Meet Gina Zuckerman, the 90-Year-Old Holocaust Survivor Who Beat Off a Mugger
Gina Zuckerman has always been a tough cookie. The 90-year-old Greenwich Village woman survived the Holocaust, worked in the testosterone-infused culture of Madison Avenue, and still lives alone and independently in her studio apartment.
So a female mugger who tried to snatch Zuckerman’s purse got more than she could handle when the nonagenarian fought back — and won.
“I wouldn’t give it to her. I fought her off. I was stronger than her,” said Zuckerman, interned in a forced labor camp for six years, in an interview with the New York Post.
Her attacker approached from behind on the corner of Fifth Avenue and Eleventh Street, and fled the scene as a crowd grew.

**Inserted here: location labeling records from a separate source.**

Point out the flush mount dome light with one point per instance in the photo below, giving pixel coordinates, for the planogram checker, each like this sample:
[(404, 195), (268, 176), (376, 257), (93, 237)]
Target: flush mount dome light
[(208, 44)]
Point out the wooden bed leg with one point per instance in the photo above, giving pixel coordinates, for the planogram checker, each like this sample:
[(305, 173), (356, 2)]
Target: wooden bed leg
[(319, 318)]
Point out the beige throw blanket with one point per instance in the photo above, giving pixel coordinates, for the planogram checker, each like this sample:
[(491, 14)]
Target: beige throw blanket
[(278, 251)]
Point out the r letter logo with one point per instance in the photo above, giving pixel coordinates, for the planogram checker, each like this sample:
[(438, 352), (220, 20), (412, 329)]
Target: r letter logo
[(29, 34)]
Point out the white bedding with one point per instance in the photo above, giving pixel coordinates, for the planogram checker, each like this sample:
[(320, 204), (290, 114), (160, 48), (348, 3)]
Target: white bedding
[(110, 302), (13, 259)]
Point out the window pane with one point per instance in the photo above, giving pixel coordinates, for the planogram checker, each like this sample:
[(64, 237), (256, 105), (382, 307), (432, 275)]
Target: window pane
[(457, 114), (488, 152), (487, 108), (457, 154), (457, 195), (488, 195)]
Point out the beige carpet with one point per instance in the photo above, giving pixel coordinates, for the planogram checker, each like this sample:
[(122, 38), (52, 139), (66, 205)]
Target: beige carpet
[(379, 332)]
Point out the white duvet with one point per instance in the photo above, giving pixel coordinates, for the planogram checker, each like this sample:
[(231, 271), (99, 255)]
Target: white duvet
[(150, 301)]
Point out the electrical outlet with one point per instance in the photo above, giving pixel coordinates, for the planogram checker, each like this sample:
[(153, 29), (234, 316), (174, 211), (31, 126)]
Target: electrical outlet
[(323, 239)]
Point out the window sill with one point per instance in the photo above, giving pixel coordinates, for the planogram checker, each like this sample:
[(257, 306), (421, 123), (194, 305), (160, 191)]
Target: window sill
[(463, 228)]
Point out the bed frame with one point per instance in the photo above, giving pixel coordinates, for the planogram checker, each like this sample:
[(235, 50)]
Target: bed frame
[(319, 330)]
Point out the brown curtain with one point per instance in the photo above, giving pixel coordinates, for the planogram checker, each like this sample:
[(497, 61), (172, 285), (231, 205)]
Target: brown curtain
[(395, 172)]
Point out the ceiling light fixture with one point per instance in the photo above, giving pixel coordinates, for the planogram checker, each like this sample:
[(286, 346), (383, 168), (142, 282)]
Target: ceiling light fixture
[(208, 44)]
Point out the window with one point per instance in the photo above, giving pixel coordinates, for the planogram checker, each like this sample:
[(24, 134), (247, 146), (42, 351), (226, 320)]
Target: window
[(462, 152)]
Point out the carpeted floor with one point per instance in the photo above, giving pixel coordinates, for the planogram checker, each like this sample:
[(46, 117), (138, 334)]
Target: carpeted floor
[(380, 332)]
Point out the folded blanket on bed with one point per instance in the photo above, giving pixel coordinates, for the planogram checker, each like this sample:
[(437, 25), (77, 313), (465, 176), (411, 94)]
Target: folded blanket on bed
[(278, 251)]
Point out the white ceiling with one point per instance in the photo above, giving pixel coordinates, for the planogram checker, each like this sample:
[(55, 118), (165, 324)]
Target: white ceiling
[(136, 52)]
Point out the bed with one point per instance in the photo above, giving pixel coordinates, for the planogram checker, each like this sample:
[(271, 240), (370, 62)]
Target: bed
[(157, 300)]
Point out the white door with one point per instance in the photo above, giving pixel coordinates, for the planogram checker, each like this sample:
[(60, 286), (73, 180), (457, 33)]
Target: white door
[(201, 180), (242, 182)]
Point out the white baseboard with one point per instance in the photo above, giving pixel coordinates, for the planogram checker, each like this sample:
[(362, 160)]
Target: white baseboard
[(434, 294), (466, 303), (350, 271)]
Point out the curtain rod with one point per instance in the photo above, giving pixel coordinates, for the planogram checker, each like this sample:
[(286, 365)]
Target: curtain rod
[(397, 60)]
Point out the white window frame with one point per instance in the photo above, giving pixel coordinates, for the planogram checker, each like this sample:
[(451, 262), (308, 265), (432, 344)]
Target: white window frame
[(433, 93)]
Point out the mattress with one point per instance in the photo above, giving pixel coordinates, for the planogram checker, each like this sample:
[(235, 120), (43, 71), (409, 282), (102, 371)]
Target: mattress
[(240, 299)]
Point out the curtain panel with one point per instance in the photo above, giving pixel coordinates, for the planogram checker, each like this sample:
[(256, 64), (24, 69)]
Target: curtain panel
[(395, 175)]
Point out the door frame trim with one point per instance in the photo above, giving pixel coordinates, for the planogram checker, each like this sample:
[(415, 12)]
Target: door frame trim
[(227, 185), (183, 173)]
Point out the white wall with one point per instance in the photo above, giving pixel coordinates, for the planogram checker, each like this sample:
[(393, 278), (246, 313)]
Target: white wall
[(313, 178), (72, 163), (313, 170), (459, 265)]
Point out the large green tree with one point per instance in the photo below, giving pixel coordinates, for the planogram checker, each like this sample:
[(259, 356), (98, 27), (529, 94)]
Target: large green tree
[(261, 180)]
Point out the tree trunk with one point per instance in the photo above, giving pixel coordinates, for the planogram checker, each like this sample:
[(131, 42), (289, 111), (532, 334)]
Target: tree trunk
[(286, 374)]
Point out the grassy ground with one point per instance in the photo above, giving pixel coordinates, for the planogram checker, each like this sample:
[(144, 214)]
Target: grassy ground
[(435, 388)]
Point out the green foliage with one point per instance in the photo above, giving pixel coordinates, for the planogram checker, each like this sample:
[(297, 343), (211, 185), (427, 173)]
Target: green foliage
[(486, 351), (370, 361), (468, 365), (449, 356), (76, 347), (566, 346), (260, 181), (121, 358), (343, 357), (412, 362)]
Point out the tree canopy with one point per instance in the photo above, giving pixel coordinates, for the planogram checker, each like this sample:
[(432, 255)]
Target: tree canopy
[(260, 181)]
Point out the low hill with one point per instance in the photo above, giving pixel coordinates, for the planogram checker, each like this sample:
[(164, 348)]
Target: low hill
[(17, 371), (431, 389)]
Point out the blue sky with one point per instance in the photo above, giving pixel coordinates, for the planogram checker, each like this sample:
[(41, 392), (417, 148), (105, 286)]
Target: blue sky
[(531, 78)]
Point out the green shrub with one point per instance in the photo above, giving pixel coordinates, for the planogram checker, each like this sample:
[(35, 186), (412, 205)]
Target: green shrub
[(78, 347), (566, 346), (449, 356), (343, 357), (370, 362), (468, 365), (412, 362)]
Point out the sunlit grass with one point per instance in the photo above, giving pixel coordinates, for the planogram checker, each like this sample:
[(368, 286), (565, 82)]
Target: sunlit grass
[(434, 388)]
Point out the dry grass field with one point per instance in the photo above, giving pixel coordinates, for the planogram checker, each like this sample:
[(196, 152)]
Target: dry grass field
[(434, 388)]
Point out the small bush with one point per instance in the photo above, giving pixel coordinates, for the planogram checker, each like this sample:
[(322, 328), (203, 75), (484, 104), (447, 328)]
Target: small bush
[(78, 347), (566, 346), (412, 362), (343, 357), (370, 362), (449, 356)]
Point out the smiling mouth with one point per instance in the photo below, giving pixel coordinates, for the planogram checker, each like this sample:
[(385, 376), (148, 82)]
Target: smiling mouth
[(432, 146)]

“I just screamed and held onto my bag,” she continued, “I could not possibly let this woman get away with this.”
During the scuffle, Zuckerman’s assailant pretended to bystanders that she was the woman’s home health aide, but was given away by the fact that she’d sunk her nails into her victim’s right arm, leaving the elderly woman bleeding.

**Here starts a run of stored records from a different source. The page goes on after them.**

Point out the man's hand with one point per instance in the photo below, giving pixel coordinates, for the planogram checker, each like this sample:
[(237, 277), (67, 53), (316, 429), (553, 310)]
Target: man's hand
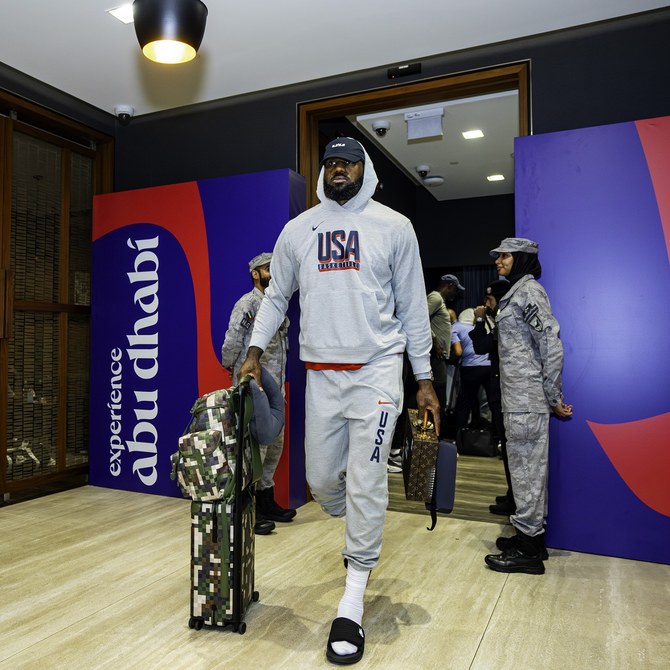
[(252, 365), (426, 399), (562, 409)]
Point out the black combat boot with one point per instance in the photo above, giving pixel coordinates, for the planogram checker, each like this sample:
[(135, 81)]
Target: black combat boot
[(262, 525), (268, 507), (524, 555), (506, 543)]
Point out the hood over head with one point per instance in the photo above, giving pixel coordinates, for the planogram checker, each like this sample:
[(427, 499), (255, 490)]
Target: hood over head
[(359, 201)]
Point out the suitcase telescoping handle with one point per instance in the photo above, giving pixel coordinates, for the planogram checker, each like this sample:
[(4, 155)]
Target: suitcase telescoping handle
[(425, 419)]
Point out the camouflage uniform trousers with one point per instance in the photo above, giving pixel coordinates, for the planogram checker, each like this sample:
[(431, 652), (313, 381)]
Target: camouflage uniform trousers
[(270, 455), (527, 436)]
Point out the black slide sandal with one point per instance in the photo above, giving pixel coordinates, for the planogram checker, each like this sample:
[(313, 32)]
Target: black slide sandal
[(345, 630)]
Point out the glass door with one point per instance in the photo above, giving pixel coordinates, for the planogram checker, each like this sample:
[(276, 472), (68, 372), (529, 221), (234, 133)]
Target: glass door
[(45, 324)]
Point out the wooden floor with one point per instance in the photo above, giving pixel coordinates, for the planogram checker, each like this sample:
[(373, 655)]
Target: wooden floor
[(97, 578)]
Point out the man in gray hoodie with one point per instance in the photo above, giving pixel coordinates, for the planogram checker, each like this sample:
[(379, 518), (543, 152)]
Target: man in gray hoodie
[(362, 304)]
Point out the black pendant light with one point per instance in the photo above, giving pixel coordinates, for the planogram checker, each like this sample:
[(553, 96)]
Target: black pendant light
[(169, 31)]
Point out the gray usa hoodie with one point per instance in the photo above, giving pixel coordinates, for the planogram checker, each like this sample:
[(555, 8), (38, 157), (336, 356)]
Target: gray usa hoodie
[(358, 270)]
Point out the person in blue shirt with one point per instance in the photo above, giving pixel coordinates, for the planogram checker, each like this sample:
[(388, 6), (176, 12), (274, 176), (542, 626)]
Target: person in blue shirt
[(475, 370)]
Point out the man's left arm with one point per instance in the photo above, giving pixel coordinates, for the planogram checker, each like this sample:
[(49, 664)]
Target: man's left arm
[(412, 311)]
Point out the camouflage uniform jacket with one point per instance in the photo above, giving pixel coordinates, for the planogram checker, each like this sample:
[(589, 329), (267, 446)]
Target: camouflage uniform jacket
[(238, 335), (531, 355)]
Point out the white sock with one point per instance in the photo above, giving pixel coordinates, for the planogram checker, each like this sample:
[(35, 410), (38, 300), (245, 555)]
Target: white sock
[(351, 604)]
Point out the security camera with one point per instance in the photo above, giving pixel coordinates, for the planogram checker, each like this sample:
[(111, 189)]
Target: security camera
[(381, 127), (124, 113), (423, 170)]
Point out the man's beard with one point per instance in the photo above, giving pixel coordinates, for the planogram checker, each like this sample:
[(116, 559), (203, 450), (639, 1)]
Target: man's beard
[(343, 193)]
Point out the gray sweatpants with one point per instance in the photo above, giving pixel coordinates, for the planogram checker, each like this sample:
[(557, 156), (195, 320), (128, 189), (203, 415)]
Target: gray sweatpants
[(528, 454), (350, 417)]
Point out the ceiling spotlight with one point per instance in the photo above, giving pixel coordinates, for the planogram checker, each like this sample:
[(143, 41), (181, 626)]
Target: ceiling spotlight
[(170, 31), (472, 134), (381, 127)]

Zuckerman was sent to the hospital, where she received five stitches. The purse snatcher remains on the lam, and the police have released a wanted poster for her.

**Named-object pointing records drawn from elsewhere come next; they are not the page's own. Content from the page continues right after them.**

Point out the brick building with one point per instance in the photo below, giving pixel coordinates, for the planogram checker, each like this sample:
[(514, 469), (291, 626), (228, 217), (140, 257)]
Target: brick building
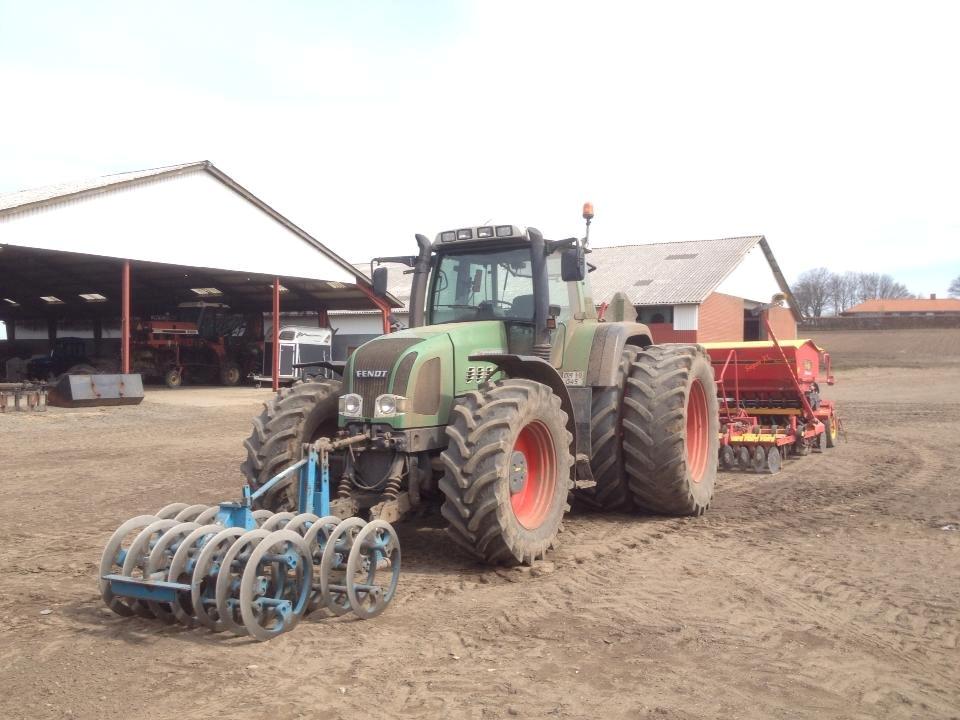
[(700, 290)]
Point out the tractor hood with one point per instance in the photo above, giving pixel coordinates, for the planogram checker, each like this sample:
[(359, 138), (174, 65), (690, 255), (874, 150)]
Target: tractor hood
[(428, 366)]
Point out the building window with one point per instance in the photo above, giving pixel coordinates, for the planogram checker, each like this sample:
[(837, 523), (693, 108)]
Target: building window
[(655, 314)]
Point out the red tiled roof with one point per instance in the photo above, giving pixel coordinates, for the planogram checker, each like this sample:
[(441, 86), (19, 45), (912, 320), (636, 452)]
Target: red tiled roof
[(907, 305)]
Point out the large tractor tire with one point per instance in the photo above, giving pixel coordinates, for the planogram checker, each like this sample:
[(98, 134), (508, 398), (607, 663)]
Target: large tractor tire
[(671, 430), (606, 430), (295, 415), (507, 471)]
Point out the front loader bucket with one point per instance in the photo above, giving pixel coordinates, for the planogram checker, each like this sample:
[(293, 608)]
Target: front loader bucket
[(95, 390)]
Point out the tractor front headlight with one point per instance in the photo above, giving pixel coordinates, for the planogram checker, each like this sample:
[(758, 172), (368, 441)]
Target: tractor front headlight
[(351, 405), (389, 406)]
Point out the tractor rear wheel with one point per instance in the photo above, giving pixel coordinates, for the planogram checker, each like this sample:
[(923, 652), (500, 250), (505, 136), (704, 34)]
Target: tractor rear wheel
[(294, 416), (606, 431), (507, 471), (671, 429)]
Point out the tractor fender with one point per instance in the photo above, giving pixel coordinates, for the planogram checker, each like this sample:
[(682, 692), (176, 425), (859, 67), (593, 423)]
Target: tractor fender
[(607, 347), (539, 370)]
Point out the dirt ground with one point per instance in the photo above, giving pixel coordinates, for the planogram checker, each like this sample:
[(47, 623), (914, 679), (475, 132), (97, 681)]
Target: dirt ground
[(831, 590)]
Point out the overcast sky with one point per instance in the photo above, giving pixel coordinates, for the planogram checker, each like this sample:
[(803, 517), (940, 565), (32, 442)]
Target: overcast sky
[(831, 127)]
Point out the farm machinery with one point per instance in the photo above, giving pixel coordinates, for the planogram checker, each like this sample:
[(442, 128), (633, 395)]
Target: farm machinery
[(769, 400), (202, 340), (253, 572), (504, 395)]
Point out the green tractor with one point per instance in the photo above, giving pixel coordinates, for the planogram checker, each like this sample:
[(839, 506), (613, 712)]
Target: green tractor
[(507, 394)]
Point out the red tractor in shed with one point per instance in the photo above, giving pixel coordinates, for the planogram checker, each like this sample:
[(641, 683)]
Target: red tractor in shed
[(203, 341)]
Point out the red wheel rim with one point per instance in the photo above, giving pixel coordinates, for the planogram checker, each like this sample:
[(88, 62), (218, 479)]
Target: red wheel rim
[(698, 429), (532, 504)]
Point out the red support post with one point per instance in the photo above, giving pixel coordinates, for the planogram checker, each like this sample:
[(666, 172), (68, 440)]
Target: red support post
[(125, 319), (382, 305), (276, 334)]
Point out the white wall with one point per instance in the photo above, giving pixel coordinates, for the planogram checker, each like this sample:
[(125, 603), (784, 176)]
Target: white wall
[(752, 279), (191, 219), (686, 317)]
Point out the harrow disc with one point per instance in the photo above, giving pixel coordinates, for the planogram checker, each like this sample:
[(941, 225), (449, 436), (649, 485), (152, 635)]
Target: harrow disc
[(276, 585), (183, 565), (229, 577), (159, 561), (376, 550), (333, 566), (138, 554), (203, 583), (113, 558)]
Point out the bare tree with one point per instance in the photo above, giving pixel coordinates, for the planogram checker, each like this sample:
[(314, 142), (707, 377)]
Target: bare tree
[(812, 291), (843, 291), (867, 284)]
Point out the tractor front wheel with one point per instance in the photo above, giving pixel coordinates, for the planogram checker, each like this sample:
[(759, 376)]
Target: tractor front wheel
[(507, 471)]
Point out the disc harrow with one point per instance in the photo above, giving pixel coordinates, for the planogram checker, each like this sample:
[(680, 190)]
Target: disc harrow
[(254, 573)]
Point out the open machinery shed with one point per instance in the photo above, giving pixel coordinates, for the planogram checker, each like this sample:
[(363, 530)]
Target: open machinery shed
[(133, 244)]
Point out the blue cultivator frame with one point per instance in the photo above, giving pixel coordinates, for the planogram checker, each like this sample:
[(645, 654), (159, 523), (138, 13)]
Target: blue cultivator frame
[(311, 498)]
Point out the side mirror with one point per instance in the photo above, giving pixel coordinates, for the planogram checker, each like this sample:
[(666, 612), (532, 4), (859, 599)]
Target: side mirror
[(380, 281), (573, 265)]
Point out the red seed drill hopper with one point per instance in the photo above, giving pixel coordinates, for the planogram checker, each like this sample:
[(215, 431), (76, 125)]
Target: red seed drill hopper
[(768, 392)]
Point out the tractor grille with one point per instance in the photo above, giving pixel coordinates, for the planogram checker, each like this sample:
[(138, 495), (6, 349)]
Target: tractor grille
[(377, 355)]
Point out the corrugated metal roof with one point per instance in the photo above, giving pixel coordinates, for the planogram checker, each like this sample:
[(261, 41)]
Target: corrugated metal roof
[(16, 205), (909, 305), (670, 273), (37, 196)]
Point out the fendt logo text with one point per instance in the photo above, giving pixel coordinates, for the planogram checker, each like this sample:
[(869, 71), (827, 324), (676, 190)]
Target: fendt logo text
[(371, 373)]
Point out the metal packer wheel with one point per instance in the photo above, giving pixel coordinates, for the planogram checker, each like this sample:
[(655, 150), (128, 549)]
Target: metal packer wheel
[(190, 513), (138, 554), (182, 567), (774, 460), (168, 512), (276, 585), (333, 566), (158, 563), (317, 538), (228, 579), (277, 521), (112, 560), (376, 550), (203, 582)]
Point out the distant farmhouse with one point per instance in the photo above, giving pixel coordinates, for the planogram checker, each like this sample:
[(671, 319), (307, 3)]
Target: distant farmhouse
[(694, 291), (910, 307)]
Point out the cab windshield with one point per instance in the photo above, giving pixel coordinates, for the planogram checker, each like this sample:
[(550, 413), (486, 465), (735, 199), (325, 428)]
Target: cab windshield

Discharged and now at home, Zuckerman told the Web site DNAinfo that she’s going to replace her pocketbook with a deep-pocketed coat.
She admitted fearing she could be a target again.
Still, she vowed not to live in fear, and will keep on volunteering at the local senior center, where she was headed when all this happened.
“She should not come and look for anything [more] in our neighborhood,” Zuckerman said to the Post. “She should not come with the intentions to attack old ladies, because the old ladies will not let her come close to them.”